Économie : L’Afrique face au « choc » du conflit au Moyen-Orient, des experts alertent!
CONAKRY – Un rapport publié le 2 avril 2026 par la Banque africaine de développement (BAD), l’Union africaine et des agences de l’ONU, tire la sonnette d’alarme sur les répercussions de la guerre au Moyen-Orient sur le continent africain.
Le document de sept pages prévient que le prolongement des hostilités au Moyen-Orient pourrait amputer la croissance du continent et déclencher une onde de choc inflationniste sur les produits de première nécessité.

Alors que de nombreux pays africains peinent encore à retrouver leur dynamisme économique d’avant la pandémie de Covid-19, ce nouveau conflit régional vient assombrir les perspectives. Selon les projections du rapport, si la crise dépasse les six mois, le produit intérieur brut (PIB) de l’Afrique pourrait enregistrer une perte de 0,2 point de pourcentage dès 2026.
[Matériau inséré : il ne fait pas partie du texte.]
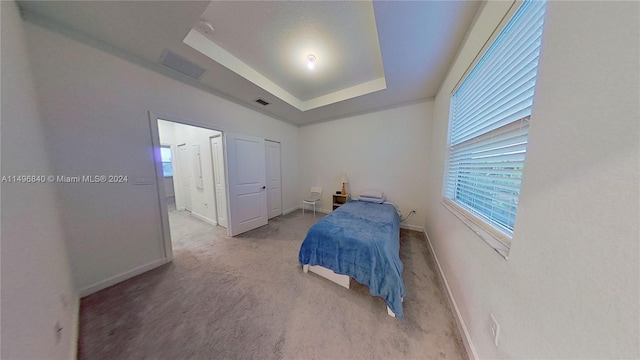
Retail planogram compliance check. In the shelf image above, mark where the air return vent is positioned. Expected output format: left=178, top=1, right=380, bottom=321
left=255, top=99, right=270, bottom=106
left=160, top=50, right=205, bottom=79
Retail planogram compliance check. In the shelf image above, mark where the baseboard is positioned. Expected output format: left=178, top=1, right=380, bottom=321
left=191, top=211, right=218, bottom=226
left=78, top=258, right=167, bottom=298
left=423, top=229, right=479, bottom=360
left=400, top=224, right=425, bottom=233
left=282, top=206, right=301, bottom=215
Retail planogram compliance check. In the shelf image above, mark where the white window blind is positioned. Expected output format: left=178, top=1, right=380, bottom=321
left=444, top=1, right=545, bottom=245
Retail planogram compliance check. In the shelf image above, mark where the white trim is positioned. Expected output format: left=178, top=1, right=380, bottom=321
left=441, top=199, right=510, bottom=260
left=78, top=258, right=170, bottom=298
left=191, top=211, right=218, bottom=226
left=70, top=296, right=80, bottom=359
left=148, top=111, right=173, bottom=261
left=400, top=223, right=424, bottom=232
left=423, top=230, right=479, bottom=360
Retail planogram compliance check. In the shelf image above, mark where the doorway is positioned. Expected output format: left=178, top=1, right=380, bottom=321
left=149, top=112, right=282, bottom=261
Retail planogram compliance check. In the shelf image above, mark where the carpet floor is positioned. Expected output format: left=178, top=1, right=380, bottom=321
left=78, top=211, right=467, bottom=359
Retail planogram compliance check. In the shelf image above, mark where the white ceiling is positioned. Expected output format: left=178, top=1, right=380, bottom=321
left=19, top=1, right=479, bottom=125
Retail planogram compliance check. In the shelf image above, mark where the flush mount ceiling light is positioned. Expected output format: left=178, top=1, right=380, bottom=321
left=307, top=54, right=316, bottom=70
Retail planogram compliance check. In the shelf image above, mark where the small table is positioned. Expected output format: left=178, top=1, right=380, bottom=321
left=333, top=194, right=351, bottom=210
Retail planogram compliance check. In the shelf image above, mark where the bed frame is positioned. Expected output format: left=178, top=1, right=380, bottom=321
left=302, top=264, right=404, bottom=317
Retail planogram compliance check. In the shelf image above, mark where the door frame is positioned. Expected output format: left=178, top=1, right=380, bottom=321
left=209, top=132, right=229, bottom=228
left=148, top=110, right=229, bottom=262
left=264, top=139, right=283, bottom=218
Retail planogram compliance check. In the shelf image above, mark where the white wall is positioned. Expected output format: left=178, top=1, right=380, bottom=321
left=25, top=23, right=300, bottom=294
left=299, top=102, right=433, bottom=228
left=0, top=1, right=78, bottom=359
left=425, top=1, right=640, bottom=359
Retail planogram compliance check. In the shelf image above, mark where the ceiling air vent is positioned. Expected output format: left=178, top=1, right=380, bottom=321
left=255, top=99, right=270, bottom=106
left=160, top=50, right=205, bottom=80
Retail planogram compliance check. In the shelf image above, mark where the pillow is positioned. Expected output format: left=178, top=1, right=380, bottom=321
left=356, top=196, right=385, bottom=204
left=360, top=189, right=385, bottom=200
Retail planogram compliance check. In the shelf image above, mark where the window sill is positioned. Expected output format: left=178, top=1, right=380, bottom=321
left=441, top=200, right=509, bottom=260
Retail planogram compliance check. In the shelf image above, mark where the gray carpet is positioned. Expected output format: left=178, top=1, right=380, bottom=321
left=79, top=211, right=467, bottom=359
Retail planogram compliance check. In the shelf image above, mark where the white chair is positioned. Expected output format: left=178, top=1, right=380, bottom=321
left=302, top=187, right=322, bottom=217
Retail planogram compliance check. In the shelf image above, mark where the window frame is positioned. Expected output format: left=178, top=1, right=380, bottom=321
left=442, top=0, right=544, bottom=259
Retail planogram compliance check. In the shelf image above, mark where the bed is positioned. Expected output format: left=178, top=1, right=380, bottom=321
left=298, top=200, right=405, bottom=319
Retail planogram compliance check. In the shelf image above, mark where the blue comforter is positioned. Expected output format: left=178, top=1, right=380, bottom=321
left=298, top=200, right=405, bottom=319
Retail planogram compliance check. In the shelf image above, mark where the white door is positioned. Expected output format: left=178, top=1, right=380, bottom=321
left=178, top=144, right=191, bottom=211
left=225, top=133, right=268, bottom=236
left=264, top=140, right=282, bottom=219
left=209, top=135, right=228, bottom=228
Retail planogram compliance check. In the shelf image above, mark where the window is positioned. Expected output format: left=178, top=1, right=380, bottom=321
left=160, top=146, right=173, bottom=177
left=444, top=1, right=545, bottom=249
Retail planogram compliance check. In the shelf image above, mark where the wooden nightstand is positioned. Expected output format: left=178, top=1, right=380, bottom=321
left=333, top=194, right=351, bottom=210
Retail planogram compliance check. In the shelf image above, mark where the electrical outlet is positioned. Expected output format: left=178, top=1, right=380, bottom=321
left=53, top=321, right=62, bottom=345
left=491, top=314, right=500, bottom=346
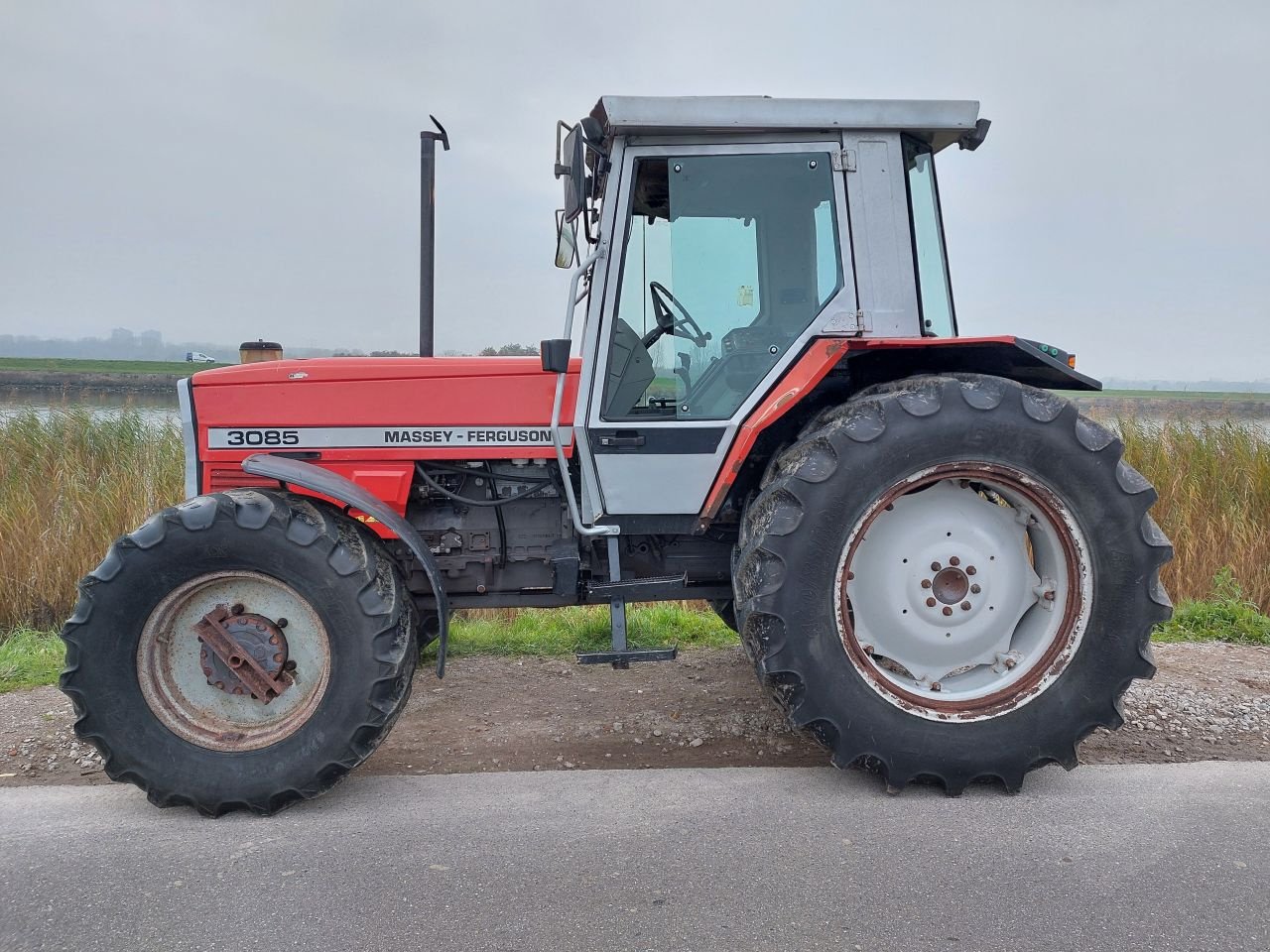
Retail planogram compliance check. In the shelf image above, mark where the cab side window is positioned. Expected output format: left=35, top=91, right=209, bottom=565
left=602, top=153, right=842, bottom=420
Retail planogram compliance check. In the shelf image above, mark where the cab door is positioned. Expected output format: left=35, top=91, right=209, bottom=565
left=579, top=141, right=856, bottom=516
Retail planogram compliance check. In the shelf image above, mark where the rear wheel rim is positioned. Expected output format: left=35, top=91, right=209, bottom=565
left=834, top=462, right=1092, bottom=721
left=137, top=571, right=331, bottom=752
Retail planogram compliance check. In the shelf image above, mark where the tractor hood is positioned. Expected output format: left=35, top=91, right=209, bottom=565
left=190, top=357, right=580, bottom=438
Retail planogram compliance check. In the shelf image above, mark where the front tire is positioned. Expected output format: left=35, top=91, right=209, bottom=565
left=734, top=375, right=1172, bottom=794
left=61, top=490, right=418, bottom=816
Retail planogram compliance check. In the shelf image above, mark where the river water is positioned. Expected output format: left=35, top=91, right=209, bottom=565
left=0, top=387, right=179, bottom=421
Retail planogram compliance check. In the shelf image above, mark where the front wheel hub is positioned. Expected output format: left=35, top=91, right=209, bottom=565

La note souligne que la sévérité de l’impact dépendra de la durée des perturbations sur les routes maritimes et les approvisionnements en énergie.
« Le conflit qui a déjà déclenché un choc commercial, pourrait rapidement se transformer en une crise du coût de la vie à travers l’Afrique par la hausse des prix du carburant et des denrées alimentaires, l’augmentation des coûts d’expédition et d’assurance, ainsi que des pressions sur les taux de change », ont alerté les auteurs du rapport.
Le spectre de l’insécurité alimentaire
Pour plusieurs nations africaines, le danger ne vient pas uniquement du pétrole. Le rapport met en évidence un « canal des engrais » potentiellement plus dévastateur. Les perturbations de l’approvisionnement en gaz du Golfe affectent directement la production d’ammoniaque et d’urée, essentiels à l’agriculture.
Ce disfonctionnement intervient durant la période des semailles (mars à mai). Ce qui constitue une menace directe sur la sécurité alimentaire des ménages les plus vulnérables.
Les retombées macroéconomiques sont déjà visibles. Le rapport s’appuie sur les données de la BAD pour révéler une situation monétaire préoccupante. Les devises de 29 pays africains se sont déjà dépréciées. Cette chute augmente mécaniquement le coût du service de la dette extérieure libellée en monnaie locale, épuise les réserves de change et renchérit le coût des importations.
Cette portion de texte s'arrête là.